Blog Post

Don’t Forget about Wallstrip

The Wallstrip web video show team is visiting California this week, and Tuesday night I had a chance to join them for dinner. I had a great time sitting next to Wallstrip writer/producer/director Adam Elend, half of BrightRED Pictures, which was sold to CBS along with the show in May.

Though Wallstrip is about making stocks fun and accessible, the core creative team — Elend, his partner Jeff Marks, and host Lindsay Campbell — comes from entertainment media. When they started, they knew about making documentaries and acting — not finance. Through Wallstrip, which only started last October, they’ve learned to talk the talk of Wall Street. But more importantly, they’ve become online media specialists, demonstrating the power of non-exclusive distribution through widgets and piles of aggregation sites.

And that’s really why CBS Interactive bought them — the $4 million or so the media giant spent was not commensurate with the web show’s small audience, as Elend readily admitted.

Wallstrip was absolutely overvalued if you’re talking about revenue or eyeballs. However, the amount of money CBS spent was relatively tiny for the media giant, not to mention Wallstrip founder and finance guru Howard Lindzon and the show’s VC investors, who had given it $600,000. (And furthermore, since next to nobody’s making money in web video yet, just about everything is overvalued.)

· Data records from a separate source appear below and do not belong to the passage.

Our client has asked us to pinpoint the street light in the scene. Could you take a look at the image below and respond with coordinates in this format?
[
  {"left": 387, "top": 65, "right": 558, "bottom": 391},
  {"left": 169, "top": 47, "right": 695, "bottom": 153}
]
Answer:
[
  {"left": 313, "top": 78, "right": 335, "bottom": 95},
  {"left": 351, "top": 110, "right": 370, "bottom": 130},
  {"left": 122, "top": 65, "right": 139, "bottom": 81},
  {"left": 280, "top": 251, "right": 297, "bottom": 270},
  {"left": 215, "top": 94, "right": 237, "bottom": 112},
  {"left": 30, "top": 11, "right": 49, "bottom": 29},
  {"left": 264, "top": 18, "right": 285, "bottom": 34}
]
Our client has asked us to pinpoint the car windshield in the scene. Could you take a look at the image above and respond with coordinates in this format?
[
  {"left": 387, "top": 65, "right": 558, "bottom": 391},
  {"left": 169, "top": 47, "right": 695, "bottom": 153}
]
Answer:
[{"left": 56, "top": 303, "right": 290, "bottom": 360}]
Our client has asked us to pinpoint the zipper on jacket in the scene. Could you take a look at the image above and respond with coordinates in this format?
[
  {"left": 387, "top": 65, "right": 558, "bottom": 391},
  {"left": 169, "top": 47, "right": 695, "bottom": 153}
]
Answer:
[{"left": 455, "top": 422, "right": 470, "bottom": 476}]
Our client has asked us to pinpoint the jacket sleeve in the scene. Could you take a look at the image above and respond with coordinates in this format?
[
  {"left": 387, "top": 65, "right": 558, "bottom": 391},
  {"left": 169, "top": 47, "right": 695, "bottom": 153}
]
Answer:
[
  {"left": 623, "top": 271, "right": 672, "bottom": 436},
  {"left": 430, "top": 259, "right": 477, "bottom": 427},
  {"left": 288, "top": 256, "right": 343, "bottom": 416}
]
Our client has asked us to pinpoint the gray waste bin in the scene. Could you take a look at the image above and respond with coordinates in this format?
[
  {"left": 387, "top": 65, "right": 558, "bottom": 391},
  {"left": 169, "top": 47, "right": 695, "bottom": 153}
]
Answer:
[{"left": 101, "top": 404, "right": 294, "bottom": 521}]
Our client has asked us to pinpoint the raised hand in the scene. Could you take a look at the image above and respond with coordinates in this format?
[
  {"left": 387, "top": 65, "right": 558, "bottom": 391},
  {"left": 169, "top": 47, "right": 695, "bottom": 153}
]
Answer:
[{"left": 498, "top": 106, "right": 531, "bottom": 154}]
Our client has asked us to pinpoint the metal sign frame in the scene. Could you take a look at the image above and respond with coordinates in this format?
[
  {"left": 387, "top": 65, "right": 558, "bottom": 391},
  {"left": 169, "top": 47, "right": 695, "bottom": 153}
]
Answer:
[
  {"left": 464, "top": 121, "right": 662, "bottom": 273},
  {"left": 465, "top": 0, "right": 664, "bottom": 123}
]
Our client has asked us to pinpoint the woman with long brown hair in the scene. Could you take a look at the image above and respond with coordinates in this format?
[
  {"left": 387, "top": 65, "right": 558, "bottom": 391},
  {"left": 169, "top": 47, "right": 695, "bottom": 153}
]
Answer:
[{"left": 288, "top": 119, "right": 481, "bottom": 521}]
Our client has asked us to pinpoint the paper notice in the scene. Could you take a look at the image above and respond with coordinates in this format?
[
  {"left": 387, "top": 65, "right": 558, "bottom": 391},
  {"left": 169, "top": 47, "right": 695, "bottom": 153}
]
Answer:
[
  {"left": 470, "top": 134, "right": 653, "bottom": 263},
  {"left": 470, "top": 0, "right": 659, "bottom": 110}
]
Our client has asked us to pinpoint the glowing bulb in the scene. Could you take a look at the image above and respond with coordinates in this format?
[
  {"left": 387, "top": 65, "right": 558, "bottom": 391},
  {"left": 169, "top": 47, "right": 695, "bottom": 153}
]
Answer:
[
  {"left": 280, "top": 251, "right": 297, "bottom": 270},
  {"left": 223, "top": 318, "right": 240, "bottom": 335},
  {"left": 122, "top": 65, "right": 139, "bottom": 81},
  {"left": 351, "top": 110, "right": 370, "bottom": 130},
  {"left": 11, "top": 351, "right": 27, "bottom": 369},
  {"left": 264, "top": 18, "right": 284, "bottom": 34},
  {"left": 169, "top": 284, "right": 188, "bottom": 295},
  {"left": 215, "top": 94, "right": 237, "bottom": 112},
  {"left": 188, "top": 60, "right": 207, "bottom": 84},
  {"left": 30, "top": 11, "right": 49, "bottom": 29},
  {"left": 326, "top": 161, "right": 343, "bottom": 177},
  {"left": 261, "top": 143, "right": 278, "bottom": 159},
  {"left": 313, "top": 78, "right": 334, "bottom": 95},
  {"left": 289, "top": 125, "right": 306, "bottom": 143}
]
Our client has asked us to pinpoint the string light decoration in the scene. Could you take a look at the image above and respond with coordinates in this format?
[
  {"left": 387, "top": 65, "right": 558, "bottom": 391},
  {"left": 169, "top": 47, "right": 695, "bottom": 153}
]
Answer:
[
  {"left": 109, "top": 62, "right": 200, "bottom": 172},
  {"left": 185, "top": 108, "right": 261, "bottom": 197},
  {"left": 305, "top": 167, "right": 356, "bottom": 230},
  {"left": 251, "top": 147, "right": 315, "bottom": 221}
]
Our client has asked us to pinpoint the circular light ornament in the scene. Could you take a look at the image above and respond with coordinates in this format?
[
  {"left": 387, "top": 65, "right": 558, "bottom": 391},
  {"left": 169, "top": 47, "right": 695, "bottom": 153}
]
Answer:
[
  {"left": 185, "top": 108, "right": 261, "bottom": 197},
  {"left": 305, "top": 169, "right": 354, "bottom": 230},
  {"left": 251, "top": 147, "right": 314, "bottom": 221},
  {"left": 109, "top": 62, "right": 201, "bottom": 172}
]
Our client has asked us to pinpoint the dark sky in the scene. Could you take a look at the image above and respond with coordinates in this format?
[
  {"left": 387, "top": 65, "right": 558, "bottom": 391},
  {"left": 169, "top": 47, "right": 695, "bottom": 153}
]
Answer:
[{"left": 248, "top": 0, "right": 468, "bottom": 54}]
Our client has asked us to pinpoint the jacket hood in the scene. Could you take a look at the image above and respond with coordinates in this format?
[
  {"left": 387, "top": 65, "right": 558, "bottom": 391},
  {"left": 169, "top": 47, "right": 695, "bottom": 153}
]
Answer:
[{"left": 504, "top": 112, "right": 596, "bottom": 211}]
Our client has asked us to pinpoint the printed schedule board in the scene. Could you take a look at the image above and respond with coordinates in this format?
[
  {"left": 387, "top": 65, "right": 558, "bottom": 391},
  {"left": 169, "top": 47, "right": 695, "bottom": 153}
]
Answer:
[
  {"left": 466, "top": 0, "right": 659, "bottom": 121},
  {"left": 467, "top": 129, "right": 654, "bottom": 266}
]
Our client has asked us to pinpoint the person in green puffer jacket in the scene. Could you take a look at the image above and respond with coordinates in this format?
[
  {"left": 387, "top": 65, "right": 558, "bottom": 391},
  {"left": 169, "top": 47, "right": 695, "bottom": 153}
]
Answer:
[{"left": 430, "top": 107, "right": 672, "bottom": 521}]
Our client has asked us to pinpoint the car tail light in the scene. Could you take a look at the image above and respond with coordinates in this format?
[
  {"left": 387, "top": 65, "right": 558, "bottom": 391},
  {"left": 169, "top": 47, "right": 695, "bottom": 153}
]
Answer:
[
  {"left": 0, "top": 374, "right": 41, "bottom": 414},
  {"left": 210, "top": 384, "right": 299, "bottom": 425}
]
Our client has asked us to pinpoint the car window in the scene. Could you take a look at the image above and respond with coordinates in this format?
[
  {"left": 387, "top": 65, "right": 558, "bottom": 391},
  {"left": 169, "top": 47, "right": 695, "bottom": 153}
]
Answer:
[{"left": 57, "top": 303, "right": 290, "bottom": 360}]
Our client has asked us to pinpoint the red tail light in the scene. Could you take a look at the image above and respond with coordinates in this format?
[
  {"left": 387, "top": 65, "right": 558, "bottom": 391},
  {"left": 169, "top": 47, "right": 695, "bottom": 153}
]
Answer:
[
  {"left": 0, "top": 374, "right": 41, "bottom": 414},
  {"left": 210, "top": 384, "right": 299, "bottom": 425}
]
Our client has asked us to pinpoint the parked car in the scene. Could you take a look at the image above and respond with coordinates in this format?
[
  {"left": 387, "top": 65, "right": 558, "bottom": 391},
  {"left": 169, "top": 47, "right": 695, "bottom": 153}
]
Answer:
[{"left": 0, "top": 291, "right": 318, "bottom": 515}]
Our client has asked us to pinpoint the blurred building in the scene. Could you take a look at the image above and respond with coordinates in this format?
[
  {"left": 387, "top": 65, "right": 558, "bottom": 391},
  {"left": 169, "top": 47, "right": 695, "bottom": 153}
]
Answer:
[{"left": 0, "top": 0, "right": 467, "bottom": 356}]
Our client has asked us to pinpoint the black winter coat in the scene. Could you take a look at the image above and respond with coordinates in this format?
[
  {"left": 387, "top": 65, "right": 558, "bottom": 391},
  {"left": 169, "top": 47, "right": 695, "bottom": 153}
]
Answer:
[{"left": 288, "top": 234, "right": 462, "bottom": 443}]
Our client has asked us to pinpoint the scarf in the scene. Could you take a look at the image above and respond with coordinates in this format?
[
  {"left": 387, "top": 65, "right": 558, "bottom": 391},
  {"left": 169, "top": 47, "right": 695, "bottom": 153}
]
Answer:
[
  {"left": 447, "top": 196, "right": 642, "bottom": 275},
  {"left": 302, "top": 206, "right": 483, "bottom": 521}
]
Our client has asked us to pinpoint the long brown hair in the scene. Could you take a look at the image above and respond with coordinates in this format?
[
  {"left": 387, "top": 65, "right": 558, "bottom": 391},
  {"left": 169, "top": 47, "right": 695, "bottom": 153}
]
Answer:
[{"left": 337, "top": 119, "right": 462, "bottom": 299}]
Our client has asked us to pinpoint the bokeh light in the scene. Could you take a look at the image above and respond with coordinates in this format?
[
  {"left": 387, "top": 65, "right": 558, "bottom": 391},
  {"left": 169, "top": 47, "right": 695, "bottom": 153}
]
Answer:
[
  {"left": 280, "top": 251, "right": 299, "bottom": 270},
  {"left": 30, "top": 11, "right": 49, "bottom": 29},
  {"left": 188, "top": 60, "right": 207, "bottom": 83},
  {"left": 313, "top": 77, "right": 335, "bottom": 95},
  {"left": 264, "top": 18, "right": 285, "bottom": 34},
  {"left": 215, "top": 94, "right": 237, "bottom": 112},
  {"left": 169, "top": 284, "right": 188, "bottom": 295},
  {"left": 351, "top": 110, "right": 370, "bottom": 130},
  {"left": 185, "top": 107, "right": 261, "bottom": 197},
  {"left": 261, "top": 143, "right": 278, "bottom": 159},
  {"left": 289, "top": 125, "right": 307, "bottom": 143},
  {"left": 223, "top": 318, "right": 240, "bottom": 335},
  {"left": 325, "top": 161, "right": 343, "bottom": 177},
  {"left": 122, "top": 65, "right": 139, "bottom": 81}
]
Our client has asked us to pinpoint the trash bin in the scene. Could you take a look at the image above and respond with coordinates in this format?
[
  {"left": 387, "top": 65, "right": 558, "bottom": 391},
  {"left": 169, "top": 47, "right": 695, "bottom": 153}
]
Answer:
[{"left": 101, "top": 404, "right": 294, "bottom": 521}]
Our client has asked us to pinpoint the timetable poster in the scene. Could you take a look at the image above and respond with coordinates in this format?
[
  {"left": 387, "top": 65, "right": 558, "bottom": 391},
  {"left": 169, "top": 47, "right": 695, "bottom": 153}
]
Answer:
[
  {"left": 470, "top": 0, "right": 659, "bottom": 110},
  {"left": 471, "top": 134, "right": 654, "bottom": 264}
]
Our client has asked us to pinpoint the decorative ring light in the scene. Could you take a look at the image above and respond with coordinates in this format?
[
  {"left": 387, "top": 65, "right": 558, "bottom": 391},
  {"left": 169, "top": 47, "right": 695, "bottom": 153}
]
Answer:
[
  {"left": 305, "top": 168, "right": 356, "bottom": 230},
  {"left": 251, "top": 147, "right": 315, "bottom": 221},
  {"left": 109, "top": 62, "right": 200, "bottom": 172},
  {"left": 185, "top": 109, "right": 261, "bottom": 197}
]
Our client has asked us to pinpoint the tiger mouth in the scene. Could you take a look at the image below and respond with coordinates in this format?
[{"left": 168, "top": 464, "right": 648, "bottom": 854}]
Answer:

Still, tonight’s dinner made me reflect on just how significant the deal was. Here is a production team with nothing but smartly syndicated show to its name, and now it’s helping CBS figure out its digital strategy. Yet nobody is rigging up number of eyeballs-to-value calculators like when AOL bought Jason Calacanis’ Weblogs Inc for some $25 million a couple years back, and every blogger on Technorati declared his site to be worth thousands of dollars.

Just about every first-generation web video show maker has realized the power of her knowledge and incorporated a company to consult or build on her success. JETSET is Smashface Productions, Ask a Ninja is Beatbox Giant Productions, Lonelygirl15 is Telegraph Ave Productions. Many of them, to their credit, don’t want to be bought out and lose creative control. But there are going to be opportunities for those who do. And CBS Interactive SVP Betsy Morgan, who was also at the dinner, said the company is more than happy with its Wallstrip acquistion.

Elend, now stamped and validated as an online video guru, has developed some nugget-sized theories about the space. Here are a few that stuck in my brain:

  • Don’t do anything on the web that would be better on TV.
  • The mass audience will cease to exist.
  • Distribute video where it’s contextually appropriate, so people find it when it’s relevant to them, and watch it then. Don’t worry about centralization.
  • Authenticity is the number one rule for web video. Wallstrip is going to start doing product placement, but will make fun of itself (note: not the product) for doing so.

5 Responses to “Don’t Forget about Wallstrip”

  1. Video when you want, where you want – this is the key. You need to be where the audience is.

    Video Feeds (RSS) is also very important (as I have seen Eland write about too). Fans need to have a way to become audiences / repeat viewers. RSS is a great tool to allow the content creators to develop this relationship directly with their audiences without becoming centralized. Video feeds also makes content available for consumption on anything that supports Media RSS such as media players, feed readers, and mobile devices, further delivering on the promise “where, when, and how you want it”.

  2. One of the best things about Wallstrip is that it Super Serves it’s niche and creates an entertaining get away where stock market junkies can have a little fun with their otherwise stuffy world. And that creates a fertile soil of extremely targeted seeds in which CBS can water with advertising and watch their ROI grow into Jumbo CPMs.